What FDR Can Teach Obama About American Leadership

The poll numbers are undeniable. Disillusioned by Afghanistan and Iraq, focused on domestic concerns, Americans increasingly want their nation to reduce its global footprint and stop trying to solve the problems of others. A cautious, poll-driven President Obama responds predictably, defining America’s global interests more narrowly and eschewing calls to address humanitarian horror, protect human rights and advance freedom far from home.

History, however, provides a useful alternative to a self-perpetuating cycle of public isolationism and global retrenchment. In the late 1930s, President Franklin Roosevelt faced much the same public sentiment amid mounting dangers in Europe and Asia and responded in a markedly different way. Rather than echo public opinion, FDR launched a long-term effort to educate Americans about the international dangers, making clear that the United States could not remain untouched by them. Obama would be well-advised to revisit that history in light of today’s global chaos.

To be sure, Obama would face no easy challenge. “Currently,” Pew’s Center for the People and the Press wrote in December, “52% [of Americans] say the United States ‘should mind its own business internationally and let other countries get along the best they can on their own.’ Just 38% disagree with the statement. This is the most lopsided balance in favor of the U.S. ‘minding its own business’ in the nearly 50-year history of the measure.” Americans, Pew continued, believe America’s power and prestige are declining, it’s losing respect around the world, and it plays a less important and powerful role as global leader than a decade ago.

Moreover, the Chicago Council on Global Affairs found in 2012, “Americans are now less likely to support the use of force in many circumstances and are more likely to endorse spending cutbacks, including on defense.” Most ominously, “Millennials (those age eighteen to twenty-nine) are at the front edge of these evolving attitudes toward certain key aspects of foreign policy.”

U.S. retrenchment, however, is helping to make the world a more dangerous place for America. With America’s withdrawal, Iraq is descending into chaos as the militant group the Islamic State of Iraq and the Levant (known as ISIL or ISIS) overtakes one city after another in its march to Baghdad – enough that even Obama has been mulling a military response. With America on the sidelines, Iran and its terrorist proxy, Hezbollah, continue to assist Syria’s Bashar Assad as he slaughters his own people in a desperate effort to retain power.

Russian President Vladimir Putin, after laughing off Obama’s efforts to “re-set” U.S.-Russia relations, is growing increasingly aggressive in his region and reckless toward the United States, using his military to buzz our warships and fly near our coast.
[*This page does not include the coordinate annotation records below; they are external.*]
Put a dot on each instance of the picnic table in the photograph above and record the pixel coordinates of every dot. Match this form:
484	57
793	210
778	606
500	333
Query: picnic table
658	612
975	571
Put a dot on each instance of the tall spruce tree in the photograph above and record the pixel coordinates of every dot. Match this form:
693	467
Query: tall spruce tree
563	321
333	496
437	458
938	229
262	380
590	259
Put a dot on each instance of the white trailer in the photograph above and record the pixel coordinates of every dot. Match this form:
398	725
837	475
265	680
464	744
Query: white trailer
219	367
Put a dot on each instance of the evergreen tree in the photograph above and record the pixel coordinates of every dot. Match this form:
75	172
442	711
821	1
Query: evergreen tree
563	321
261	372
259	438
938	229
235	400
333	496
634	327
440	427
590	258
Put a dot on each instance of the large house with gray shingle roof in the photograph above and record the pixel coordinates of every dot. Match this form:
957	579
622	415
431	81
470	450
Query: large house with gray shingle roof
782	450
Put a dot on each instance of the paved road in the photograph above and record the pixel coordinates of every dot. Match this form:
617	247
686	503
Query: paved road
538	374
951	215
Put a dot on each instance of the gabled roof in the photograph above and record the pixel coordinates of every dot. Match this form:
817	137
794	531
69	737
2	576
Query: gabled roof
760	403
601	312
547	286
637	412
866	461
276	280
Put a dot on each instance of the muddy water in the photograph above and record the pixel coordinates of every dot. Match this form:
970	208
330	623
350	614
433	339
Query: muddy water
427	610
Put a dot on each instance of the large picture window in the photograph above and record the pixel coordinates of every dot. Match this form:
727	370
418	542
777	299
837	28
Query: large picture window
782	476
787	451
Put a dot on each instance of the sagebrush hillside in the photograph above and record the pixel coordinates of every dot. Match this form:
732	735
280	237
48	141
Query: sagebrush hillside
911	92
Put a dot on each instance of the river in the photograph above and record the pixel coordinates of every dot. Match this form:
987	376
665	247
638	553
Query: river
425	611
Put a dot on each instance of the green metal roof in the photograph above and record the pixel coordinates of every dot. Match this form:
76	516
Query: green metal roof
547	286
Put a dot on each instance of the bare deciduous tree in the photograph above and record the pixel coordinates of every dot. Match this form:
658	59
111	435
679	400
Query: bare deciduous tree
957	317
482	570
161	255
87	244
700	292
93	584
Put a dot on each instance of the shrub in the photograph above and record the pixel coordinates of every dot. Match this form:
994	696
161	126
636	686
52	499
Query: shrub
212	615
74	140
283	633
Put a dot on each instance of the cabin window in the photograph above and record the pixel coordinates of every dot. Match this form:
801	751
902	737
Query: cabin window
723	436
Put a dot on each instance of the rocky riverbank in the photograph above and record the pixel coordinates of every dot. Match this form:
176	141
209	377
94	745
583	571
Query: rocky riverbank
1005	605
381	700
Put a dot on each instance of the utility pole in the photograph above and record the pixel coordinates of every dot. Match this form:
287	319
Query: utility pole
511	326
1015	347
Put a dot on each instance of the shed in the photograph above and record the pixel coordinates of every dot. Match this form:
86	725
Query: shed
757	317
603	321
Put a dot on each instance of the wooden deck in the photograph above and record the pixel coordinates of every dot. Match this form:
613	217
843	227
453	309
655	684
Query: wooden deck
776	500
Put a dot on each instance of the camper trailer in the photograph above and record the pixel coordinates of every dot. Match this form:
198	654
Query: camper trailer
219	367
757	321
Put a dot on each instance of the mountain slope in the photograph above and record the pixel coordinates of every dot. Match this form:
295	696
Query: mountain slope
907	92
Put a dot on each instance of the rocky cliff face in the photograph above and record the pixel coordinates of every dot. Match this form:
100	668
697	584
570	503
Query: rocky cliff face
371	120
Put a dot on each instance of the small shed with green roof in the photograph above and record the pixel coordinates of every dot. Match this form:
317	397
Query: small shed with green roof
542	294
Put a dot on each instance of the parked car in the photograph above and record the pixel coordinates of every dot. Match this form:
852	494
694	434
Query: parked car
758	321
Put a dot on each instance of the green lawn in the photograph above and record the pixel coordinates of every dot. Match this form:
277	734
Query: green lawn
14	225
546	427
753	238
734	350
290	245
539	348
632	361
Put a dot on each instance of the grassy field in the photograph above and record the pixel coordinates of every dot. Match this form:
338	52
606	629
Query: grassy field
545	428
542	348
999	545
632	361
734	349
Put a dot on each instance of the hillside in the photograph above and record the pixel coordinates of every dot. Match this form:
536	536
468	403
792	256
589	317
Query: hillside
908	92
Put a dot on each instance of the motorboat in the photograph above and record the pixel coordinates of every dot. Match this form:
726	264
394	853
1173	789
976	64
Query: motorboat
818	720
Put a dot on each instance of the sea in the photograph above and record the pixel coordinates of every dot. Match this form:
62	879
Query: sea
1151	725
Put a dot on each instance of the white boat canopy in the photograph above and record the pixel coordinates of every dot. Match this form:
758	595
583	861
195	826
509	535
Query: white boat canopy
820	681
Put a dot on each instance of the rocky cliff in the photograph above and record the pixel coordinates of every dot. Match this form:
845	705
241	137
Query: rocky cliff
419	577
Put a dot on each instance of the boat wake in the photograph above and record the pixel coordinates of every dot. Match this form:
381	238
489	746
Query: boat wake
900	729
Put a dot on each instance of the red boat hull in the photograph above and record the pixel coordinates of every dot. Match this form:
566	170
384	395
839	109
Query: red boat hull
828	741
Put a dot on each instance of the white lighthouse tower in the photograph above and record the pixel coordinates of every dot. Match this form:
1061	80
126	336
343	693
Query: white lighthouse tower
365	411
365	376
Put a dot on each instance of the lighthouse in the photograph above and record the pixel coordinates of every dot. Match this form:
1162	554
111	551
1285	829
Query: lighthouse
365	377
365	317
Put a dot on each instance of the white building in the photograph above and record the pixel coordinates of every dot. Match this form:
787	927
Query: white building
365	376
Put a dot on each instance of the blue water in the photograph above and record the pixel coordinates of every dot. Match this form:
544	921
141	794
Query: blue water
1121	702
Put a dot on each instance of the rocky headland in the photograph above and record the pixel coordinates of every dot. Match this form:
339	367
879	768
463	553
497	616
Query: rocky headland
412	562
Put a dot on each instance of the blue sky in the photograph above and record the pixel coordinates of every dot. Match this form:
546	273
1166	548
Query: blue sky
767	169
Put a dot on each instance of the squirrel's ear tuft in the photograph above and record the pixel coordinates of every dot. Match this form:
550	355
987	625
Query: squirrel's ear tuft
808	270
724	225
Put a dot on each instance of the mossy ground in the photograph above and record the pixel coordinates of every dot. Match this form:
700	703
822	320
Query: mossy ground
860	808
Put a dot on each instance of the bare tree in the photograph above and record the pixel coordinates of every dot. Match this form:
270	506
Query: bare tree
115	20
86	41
China flexes its muscles across the Pacific, threatening U.S. allies.

Facing an increasingly threatening global scene and isolationist public, what’s a U.S. president to do?

It was 1937 and Germany, Italy, and Japan had signed treaties with one another and telegraphed their aspirations. By then, Hitler had withdrawn from the League of Nations, ordered military conscription, re-entered the Rhineland and rearmed dramatically, violating the Versailles Treaty and other post-war global agreements. Mussolini had annexed Ethiopia, and Japan had invaded Manchuria and China.

In October, FDR traveled to Chicago, where Tribune publisher Robert McCormick was fanning Midwestern isolationism. FDR had, he told his audience, deliberately chosen Chicago to speak on a subject of “definite national importance.”

In an increasingly interdependent world, he began, no nation could wall itself off from global upheavals. As president, he was “compelled” to look ahead, as were all Americans: “The peace, the freedom and the security of 90 percent of the population of the world is being jeopardized by the remaining 10 percent, who are threatening a breakdown of all international order and law.”

What was true of medicine, FDR concluded, was true of global affairs: “When an epidemic of physical disease starts to spread, the community approves and joins in a quarantine of the patients in order to protect the health of the community against the spread of the disease.” As FDR explained, the United States must prepare for war and, if war came overseas, recognize that America would have to act rather than merely hope for the best.”

FDR’s “quarantine speech” proved predictably controversial, so much so that he later mused to speechwriter Sam Rosenman, “It’s a terrible thing to look over your shoulder when you are trying to lead, and to find no one there.”

But FDR soldiered on for the next few years, confronting the isolationists and preparing America for what he considered inevitable – U.S. involvement in a global conflagration that would determine freedom’s fate.

We’ve reached a similar point. U.S. retrenchment is not a viable option in the face of today’s mounting chaos. President Obama needs to recognize reality – and then make his case to a wary America.

Lawrence J. Haas, former communications director for Vice President Al Gore, is a senior fellow at the American Foreign Policy Council.